We can’t generate the recommendations on the fly – so we generate a very large similarity dataset of all the bookmarks offline, once a day.
This similarity matrix greatly reduces the amount of calculations and SQL queries we have to make at run time, without which the whole process wouldn’t be viable. Each bookmark has a row in the dataset where it is compared to every other bookmark, and this row is stored in memcached (so your web servers can share the memory, without having to generate the dataset for every mongrel).
I’ve also been testing the plugin on a real set of users/movies, where the recommendations are perhaps more clear.
The list below are the similar movies to the film ‘Terminator (1984)’ as calculated by our algorithm.

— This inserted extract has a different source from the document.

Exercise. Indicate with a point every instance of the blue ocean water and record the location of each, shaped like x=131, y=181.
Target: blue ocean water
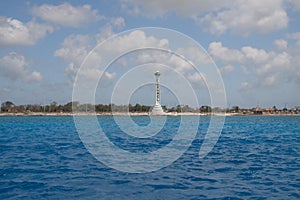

- Terminator 2: Judgment Day (1991)
- Raiders of the Lost Ark (1981)
- Empire Strikes Back, The (1980)
- Alien (1979)
- Aliens (1986)
- True Lies (1994)
- Jurassic Park (1993)
- Indiana Jones and the Last Crusade (1989)
- Die Hard (1988)
- Star Trek: The Wrath of Khan (1982)
I think those results are pretty accurate. I’m also trying to get my hands on the Netflix Prize dataset, to see how the plugin responds to a much larger amount of data (and also to get some newer movies).
So this shows you don’t have to have the massive resources that a company like Amazon or Google have to deliver accurate and tailored recommendations to people – and this plugin provides a production tested solution that you can easily drop into an existing Rails application.